Another idea I had involved a different take on the afterlife. In my post on the cosmology of my head-canon setting, I said most people who die pass to the shadowfell rather than the outer planes. When revived, their soul likewise returns from there. The shadowfell serves as the mythological underworld and occult spirit world.
To explain why people in-setting have such a visceral reaction to the undead, I decided to adopt a model of the soul based on real world mythology. Rather than being totally disconnected from their bodies, the dead retain a connection to their bodies. They can essentially scry using this connection, even interact with their living relatives without leaving the shadowfell. In extreme cases, they can enter and reanimate their own corpses, such as to defend their tomb from robbers or help protect the necroscope. Temporal parameters vary from manifestation to manifestation.
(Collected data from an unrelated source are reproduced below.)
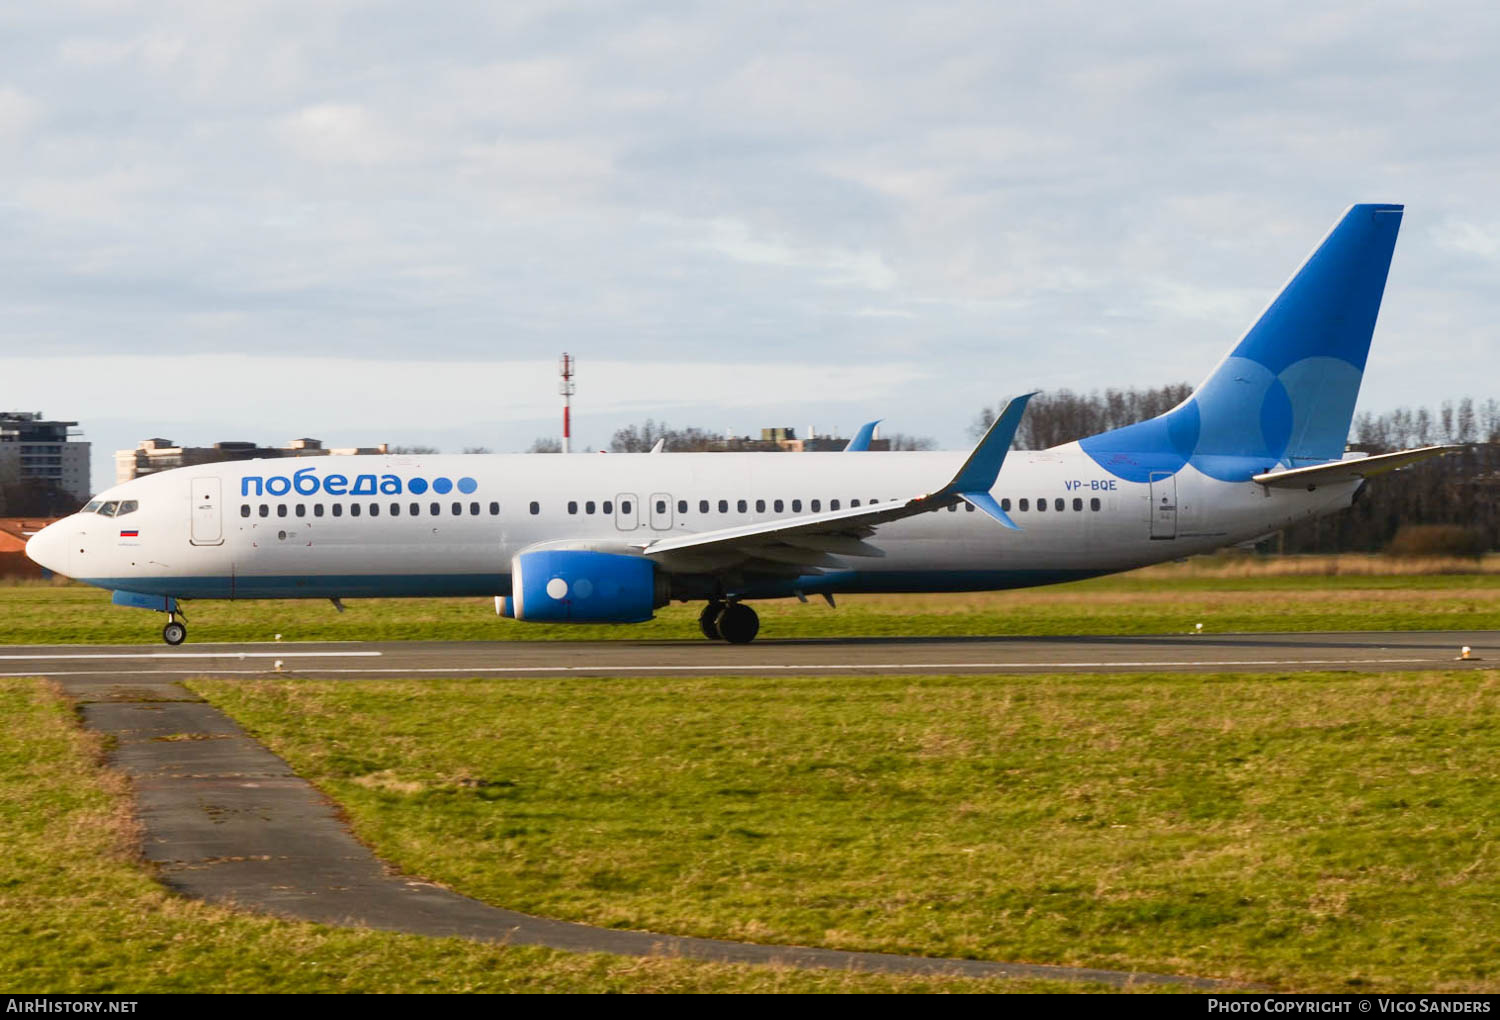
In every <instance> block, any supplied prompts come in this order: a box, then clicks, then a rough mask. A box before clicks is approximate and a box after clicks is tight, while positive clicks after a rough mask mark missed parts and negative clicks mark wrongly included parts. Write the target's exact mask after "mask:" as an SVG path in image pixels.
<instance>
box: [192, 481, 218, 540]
mask: <svg viewBox="0 0 1500 1020" xmlns="http://www.w3.org/2000/svg"><path fill="white" fill-rule="evenodd" d="M189 487H190V492H192V538H190V541H192V544H195V546H217V544H222V543H223V519H222V516H220V511H222V505H220V502H219V480H217V478H193V480H192V481H190V483H189Z"/></svg>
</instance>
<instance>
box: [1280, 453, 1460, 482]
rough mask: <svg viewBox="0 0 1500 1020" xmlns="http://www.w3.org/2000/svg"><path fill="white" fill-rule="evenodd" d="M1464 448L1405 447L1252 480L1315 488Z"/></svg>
mask: <svg viewBox="0 0 1500 1020" xmlns="http://www.w3.org/2000/svg"><path fill="white" fill-rule="evenodd" d="M1463 449H1464V447H1461V446H1440V447H1422V449H1419V450H1401V452H1398V453H1380V455H1377V456H1373V458H1359V459H1356V460H1334V462H1332V463H1319V465H1314V466H1311V468H1290V469H1287V471H1266V472H1265V474H1257V475H1254V478H1253V480H1254V481H1259V483H1260V484H1269V486H1272V487H1277V489H1301V487H1304V486H1310V487H1311V486H1319V484H1334V483H1337V481H1353V480H1355V478H1368V477H1371V475H1376V474H1385V472H1386V471H1395V469H1398V468H1404V466H1407V465H1412V463H1416V462H1418V460H1427V459H1428V458H1442V456H1446V455H1449V453H1457V452H1460V450H1463Z"/></svg>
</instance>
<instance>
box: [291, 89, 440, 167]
mask: <svg viewBox="0 0 1500 1020" xmlns="http://www.w3.org/2000/svg"><path fill="white" fill-rule="evenodd" d="M273 132H275V133H276V136H278V138H279V139H281V141H282V142H284V144H287V145H288V147H290V148H291V150H293V151H294V153H296V154H297V156H300V157H303V159H309V160H314V162H324V163H356V165H378V163H386V162H390V160H393V159H398V157H401V156H404V154H407V153H410V150H411V147H410V145H408V144H404V142H402V139H401V136H399V135H398V133H396V132H395V130H393V129H392V127H390V126H389V124H387V123H384V118H383V117H381V115H380V114H377V113H374V111H371V110H366V108H365V107H362V105H359V104H333V102H326V104H315V105H312V107H303V108H302V110H297V111H294V113H290V114H287V115H284V117H279V118H278V120H276V121H275V124H273Z"/></svg>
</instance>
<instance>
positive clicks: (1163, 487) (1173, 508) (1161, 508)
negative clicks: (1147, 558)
mask: <svg viewBox="0 0 1500 1020" xmlns="http://www.w3.org/2000/svg"><path fill="white" fill-rule="evenodd" d="M1151 537H1152V538H1176V537H1178V475H1175V474H1169V472H1166V471H1152V472H1151Z"/></svg>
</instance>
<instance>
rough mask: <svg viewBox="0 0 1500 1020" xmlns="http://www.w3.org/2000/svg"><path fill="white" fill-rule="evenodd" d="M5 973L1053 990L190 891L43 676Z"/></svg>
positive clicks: (2, 944) (23, 740)
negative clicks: (457, 937)
mask: <svg viewBox="0 0 1500 1020" xmlns="http://www.w3.org/2000/svg"><path fill="white" fill-rule="evenodd" d="M0 714H3V717H5V720H6V724H5V726H3V727H0V826H3V832H5V835H3V843H0V849H3V852H5V867H3V868H0V932H5V938H0V974H3V975H5V983H6V987H7V990H9V992H12V993H18V995H20V993H43V992H49V993H86V992H93V993H144V992H999V990H1005V992H1038V990H1040V992H1056V990H1079V987H1080V986H1074V984H1067V986H1064V984H1055V983H1037V981H1004V983H998V981H957V980H926V978H924V980H916V978H889V977H880V975H850V974H834V972H819V971H805V972H801V971H789V969H780V968H732V966H715V965H703V963H690V962H682V960H634V959H621V957H609V956H576V954H567V953H553V951H549V950H532V948H502V947H495V945H483V944H477V942H466V941H463V939H431V938H419V936H402V935H390V933H383V932H359V930H341V929H330V927H323V926H315V924H297V922H288V921H276V919H270V918H260V916H252V915H248V913H237V912H233V910H226V909H222V907H213V906H207V904H202V903H196V901H190V900H183V898H180V897H175V895H171V894H168V892H166V891H165V889H163V888H162V886H160V885H157V883H156V882H154V880H153V879H151V876H150V873H148V871H147V868H145V867H144V865H142V864H139V862H138V859H136V858H135V846H136V840H138V834H136V831H135V828H133V823H132V820H130V798H129V792H127V789H126V786H124V781H123V780H121V778H120V777H118V775H115V774H113V772H108V771H105V769H101V768H99V766H98V759H99V754H101V747H99V741H98V739H95V738H90V736H89V735H87V733H84V732H83V730H80V729H78V726H77V723H75V720H74V715H72V712H71V711H69V708H68V706H66V705H65V703H63V702H62V699H58V697H55V696H52V694H51V693H48V690H46V688H45V687H43V685H42V682H40V681H36V679H0Z"/></svg>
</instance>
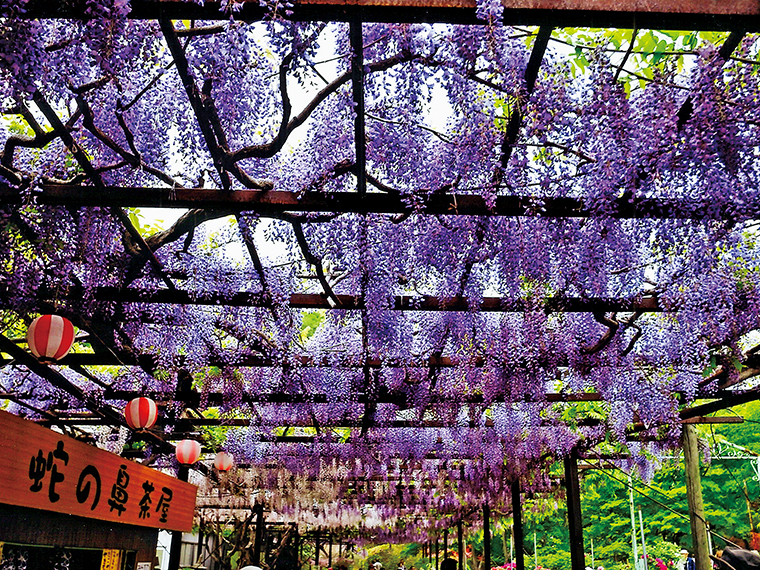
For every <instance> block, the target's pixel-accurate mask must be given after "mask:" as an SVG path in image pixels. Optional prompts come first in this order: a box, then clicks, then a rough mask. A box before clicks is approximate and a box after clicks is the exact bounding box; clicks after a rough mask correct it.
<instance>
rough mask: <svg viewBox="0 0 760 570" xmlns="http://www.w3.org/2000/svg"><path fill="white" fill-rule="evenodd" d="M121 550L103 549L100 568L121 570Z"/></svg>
mask: <svg viewBox="0 0 760 570" xmlns="http://www.w3.org/2000/svg"><path fill="white" fill-rule="evenodd" d="M121 554H122V552H121V550H104V551H103V558H102V559H101V562H100V570H121V558H122V556H121Z"/></svg>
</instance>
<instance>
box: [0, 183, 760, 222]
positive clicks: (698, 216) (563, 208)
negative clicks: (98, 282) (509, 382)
mask: <svg viewBox="0 0 760 570" xmlns="http://www.w3.org/2000/svg"><path fill="white" fill-rule="evenodd" d="M23 199H24V198H23V196H22V194H21V192H19V191H18V190H17V189H15V188H12V187H10V186H7V185H0V203H2V204H13V205H16V204H18V205H20V204H22V203H23ZM35 200H36V202H37V203H39V204H46V205H51V206H70V207H121V208H127V207H128V208H193V209H204V210H219V211H220V212H223V213H224V214H233V213H236V212H246V211H251V212H255V213H256V214H258V215H261V216H281V215H283V214H286V213H292V212H338V213H374V214H406V213H409V212H410V207H409V205H408V203H407V202H406V201H405V200H404V197H403V196H399V195H391V194H386V193H380V192H370V193H367V194H364V195H361V194H359V193H356V192H324V193H323V192H319V193H317V192H310V193H306V194H301V193H297V192H284V191H279V190H235V191H233V192H228V191H224V190H215V189H209V188H154V187H121V186H118V187H117V186H109V187H105V188H103V189H102V190H96V189H95V188H94V187H93V186H84V185H74V184H72V185H60V184H44V185H42V187H41V190H40V191H39V192H38V193H37V194H35ZM713 206H714V205H713V204H710V203H707V202H705V203H696V204H687V203H684V202H682V201H680V200H670V199H665V198H638V199H636V200H633V201H629V200H628V199H627V198H621V199H619V200H618V201H616V202H615V203H614V204H613V205H611V207H610V208H609V209H605V215H609V217H611V218H619V219H640V218H652V219H698V220H704V219H729V218H732V217H733V216H735V215H736V212H735V210H733V209H732V210H731V211H730V212H729V211H728V210H726V211H723V212H716V211H715V210H714V208H713ZM412 211H416V212H419V213H420V214H426V215H436V216H457V215H466V216H475V215H477V216H512V217H515V216H527V217H545V218H587V217H591V216H593V215H594V214H593V209H591V208H587V207H586V206H585V205H584V204H583V203H582V201H580V200H578V199H575V198H563V197H555V198H540V197H535V196H498V197H496V199H495V201H494V203H493V205H489V204H487V203H486V201H485V200H484V199H483V197H482V196H479V195H476V194H434V195H430V196H425V197H422V196H421V197H420V202H419V206H418V207H417V209H416V210H412ZM759 212H760V204H745V205H744V207H743V209H742V214H743V215H745V216H747V217H752V216H756V215H757V214H758V213H759Z"/></svg>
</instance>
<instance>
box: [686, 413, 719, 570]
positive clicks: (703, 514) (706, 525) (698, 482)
mask: <svg viewBox="0 0 760 570" xmlns="http://www.w3.org/2000/svg"><path fill="white" fill-rule="evenodd" d="M697 439H698V438H697V431H696V428H695V427H694V426H693V425H686V426H684V428H683V434H682V441H683V461H684V471H685V475H686V499H687V502H688V504H689V521H690V523H691V539H692V544H693V545H694V552H693V553H694V559H695V561H696V570H710V569H711V568H712V563H711V562H710V548H709V546H708V544H709V543H708V539H707V524H706V521H705V507H704V502H703V501H702V478H701V476H700V474H699V445H698V441H697Z"/></svg>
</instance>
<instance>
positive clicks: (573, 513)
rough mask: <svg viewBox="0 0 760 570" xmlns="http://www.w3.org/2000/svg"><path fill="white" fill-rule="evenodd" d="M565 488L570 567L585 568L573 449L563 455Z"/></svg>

So, among other things, the spell speak with dead actually communicates with the soul of the deceased and not just an impression. Even if the soul is far away enjoying (or not) their afterlife, this operates like a long-distance phone call. This also explains why societies, as in real life, develop complex practices regarding mourning the dead even long after the funeral: the dead benefit from such treatment, like consuming offerings, being guardian angels, etc.
The reason why animating the dead, at least without their consent anyway (they can give consent, or have reason to animate themselves a la BoED’s deathless), is so taboo is because the dead know it and may become upset with such treatment. To prevent the dead from rebelling, you have to enslave their soul too even if it isn’t providing the animating force. (This opens a lot of plot hooks too, such as a lost soul begging you to kill the vampire demon animating their corpse.)
So you can only have good necromancers if they have a positive social rapport with the dead. Otherwise it’s no different from enslavement. That said, there are definitely societies with state-sanctioned necromancy where people sell their corpses as slaves. Even though the dead are aware of what going on, they’re still dead. Backbreaking labor loses most of its unpleasantry when your body no longer feels pain or thirst.
That’s the gist of it. I might explore this further in future posts, but I don’t know if I find it interesting enough at present. I had enough of a headache trying to make sense of the many inconsistent ways that soul loss is handled.